The consumer in figure 6.f.1 initially locates at point A, on the untaxed budget line. A sales tax on good x will make x more expensive, thus rotating the budget line to the left as shown, and leaving the consumer at point B on the ‘after sales tax’ budget line, consuming xB units of x and yB units of y. To see how much tax the consumer is paying, imagine that he had tried to consume xB units of x before the tax was imposed. He would have been able to locate at point D, consuming xB units of x and yD units of y. Thus, we can think of the tax as taking away (yD -yB) units of y from the consumer. Assume that this amounts to 100 units of y, or $100, assuming the price of y is $1.
Now return the consumer to point A, and imagine that a $100 income tax is imposed instead of the $100 sales tax. A $100 income tax would shift the ‘untaxed’ budget line down by $100, but the slope of the budget line would be unaffected, since the income tax does not affect relative prices of x and y. We have already asserted that point B is $100 below point D, so the ‘after income tax’ budget line must pass through point B.

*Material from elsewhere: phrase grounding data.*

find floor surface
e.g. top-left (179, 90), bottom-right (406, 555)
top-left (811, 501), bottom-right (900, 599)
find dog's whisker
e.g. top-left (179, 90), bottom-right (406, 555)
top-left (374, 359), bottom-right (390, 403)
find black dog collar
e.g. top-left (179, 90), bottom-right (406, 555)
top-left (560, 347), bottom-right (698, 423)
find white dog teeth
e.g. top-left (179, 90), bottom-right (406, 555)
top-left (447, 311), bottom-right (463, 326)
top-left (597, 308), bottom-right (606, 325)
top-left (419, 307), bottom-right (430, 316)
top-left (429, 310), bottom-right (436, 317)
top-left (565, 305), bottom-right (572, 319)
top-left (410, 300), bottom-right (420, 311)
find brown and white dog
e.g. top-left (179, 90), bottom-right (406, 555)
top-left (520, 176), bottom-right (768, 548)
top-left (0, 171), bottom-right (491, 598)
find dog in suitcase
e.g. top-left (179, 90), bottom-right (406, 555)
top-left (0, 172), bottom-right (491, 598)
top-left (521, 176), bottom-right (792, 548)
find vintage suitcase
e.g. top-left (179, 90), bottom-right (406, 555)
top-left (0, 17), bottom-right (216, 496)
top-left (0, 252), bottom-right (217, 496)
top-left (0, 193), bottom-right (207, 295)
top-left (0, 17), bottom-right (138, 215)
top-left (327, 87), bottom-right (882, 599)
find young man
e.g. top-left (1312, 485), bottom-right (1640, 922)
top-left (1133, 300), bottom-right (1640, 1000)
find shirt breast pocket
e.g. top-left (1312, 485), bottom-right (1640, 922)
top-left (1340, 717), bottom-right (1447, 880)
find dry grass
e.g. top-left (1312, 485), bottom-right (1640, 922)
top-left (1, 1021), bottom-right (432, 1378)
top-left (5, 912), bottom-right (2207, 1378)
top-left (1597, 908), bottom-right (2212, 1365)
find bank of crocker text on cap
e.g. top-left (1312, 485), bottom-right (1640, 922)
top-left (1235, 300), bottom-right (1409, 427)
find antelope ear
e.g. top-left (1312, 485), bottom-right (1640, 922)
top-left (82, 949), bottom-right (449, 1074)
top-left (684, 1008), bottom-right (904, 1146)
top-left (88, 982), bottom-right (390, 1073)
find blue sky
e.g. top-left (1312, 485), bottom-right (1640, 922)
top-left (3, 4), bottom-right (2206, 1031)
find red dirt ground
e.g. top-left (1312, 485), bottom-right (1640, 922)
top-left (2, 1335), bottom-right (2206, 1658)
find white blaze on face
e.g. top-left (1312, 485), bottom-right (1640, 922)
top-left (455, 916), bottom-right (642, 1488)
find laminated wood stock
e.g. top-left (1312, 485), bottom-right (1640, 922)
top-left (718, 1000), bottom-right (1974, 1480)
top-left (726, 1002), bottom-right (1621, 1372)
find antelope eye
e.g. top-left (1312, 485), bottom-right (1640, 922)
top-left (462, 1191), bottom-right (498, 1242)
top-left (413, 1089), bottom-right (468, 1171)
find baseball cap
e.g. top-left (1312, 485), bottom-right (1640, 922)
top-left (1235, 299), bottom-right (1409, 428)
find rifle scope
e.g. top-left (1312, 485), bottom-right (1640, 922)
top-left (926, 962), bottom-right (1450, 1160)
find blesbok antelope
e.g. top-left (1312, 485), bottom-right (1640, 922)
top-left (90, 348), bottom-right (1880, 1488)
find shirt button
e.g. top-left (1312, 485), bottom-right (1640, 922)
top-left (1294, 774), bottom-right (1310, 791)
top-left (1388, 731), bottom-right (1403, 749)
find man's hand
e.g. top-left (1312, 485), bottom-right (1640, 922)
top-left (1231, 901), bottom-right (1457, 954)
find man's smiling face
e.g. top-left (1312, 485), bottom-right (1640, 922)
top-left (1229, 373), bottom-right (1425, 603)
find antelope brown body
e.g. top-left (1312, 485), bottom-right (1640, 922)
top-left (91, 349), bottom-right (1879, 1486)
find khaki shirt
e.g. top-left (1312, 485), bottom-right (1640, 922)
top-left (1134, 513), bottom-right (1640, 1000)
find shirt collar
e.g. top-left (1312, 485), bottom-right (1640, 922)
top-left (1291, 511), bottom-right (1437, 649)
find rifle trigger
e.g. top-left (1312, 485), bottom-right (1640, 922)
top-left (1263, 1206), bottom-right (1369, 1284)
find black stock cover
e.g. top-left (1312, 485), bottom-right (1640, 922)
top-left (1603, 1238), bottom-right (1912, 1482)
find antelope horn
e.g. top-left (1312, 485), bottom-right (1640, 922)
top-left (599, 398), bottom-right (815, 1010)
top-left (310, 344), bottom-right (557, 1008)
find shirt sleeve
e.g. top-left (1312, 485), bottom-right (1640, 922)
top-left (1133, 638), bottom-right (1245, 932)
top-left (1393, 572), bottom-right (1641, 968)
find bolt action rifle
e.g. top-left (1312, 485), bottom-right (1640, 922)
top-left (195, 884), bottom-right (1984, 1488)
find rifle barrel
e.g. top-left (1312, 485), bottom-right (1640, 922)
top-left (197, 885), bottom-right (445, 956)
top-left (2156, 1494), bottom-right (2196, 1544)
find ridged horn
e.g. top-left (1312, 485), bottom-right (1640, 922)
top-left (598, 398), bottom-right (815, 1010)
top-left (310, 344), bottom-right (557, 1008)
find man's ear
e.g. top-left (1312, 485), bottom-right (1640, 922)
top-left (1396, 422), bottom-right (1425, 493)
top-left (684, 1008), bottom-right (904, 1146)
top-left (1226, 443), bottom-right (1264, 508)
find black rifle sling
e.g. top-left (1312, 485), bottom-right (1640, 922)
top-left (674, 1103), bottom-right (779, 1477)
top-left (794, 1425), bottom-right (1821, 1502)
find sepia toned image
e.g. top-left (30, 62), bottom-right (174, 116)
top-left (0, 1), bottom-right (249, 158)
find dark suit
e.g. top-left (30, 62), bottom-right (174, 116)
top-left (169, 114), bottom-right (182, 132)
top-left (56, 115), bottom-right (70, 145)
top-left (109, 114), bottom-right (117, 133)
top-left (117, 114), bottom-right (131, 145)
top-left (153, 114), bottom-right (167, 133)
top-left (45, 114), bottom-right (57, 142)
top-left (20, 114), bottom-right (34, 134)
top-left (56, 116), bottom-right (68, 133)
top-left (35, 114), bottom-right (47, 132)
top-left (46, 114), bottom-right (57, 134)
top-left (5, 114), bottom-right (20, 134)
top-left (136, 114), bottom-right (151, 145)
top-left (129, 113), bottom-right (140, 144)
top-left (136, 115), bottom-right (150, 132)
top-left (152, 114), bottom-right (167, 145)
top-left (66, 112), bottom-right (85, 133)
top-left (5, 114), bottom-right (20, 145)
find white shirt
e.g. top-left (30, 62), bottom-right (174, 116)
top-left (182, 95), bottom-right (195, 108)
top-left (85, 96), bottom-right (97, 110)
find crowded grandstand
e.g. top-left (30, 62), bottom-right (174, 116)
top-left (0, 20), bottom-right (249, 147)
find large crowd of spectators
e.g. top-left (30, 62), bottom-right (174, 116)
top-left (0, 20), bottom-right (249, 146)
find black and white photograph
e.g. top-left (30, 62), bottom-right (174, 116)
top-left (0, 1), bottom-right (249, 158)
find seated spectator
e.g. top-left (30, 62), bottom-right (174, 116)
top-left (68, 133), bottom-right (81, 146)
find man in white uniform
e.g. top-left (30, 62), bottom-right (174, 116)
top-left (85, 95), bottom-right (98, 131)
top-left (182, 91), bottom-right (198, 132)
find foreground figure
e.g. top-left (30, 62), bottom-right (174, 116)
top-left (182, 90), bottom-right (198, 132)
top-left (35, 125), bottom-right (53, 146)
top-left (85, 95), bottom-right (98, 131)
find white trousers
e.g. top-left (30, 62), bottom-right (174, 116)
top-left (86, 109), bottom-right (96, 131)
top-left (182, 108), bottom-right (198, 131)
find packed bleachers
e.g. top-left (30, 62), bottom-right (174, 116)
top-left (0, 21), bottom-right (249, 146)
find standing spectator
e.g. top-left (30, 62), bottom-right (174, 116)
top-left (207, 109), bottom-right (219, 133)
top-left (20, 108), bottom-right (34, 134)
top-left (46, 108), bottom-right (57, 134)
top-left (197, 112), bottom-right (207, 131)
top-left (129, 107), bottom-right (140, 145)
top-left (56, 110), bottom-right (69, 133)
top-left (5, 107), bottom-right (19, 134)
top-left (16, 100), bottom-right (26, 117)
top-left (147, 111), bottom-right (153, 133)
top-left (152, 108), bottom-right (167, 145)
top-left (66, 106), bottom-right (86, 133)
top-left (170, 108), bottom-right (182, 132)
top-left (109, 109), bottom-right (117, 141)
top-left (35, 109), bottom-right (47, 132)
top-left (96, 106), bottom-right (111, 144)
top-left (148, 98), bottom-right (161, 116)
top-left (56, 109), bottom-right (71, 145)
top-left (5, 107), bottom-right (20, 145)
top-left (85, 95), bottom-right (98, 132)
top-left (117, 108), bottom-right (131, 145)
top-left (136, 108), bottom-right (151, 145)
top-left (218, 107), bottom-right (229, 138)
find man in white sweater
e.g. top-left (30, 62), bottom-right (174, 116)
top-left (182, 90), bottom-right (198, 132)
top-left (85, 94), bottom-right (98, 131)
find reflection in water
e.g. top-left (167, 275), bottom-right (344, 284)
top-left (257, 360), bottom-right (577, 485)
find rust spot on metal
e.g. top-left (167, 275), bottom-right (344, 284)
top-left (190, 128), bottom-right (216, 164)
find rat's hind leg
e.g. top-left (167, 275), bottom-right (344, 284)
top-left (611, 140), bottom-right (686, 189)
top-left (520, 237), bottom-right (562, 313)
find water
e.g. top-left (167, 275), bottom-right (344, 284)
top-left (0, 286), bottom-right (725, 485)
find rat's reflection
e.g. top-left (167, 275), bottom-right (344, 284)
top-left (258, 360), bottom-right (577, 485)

Notice that the ‘after income tax’ budget line cuts through the indifference curve at point B, making a higher indifference curve attainable at point C. Point B marked the highest indifference curve reachable on the ‘after sales tax’ budget line, while point C marks the highest indifference curve reachable on the ‘after income tax’ budget line. Since point C is preferred to point B, the consumer prefers the $100 income tax to the $100 sales tax.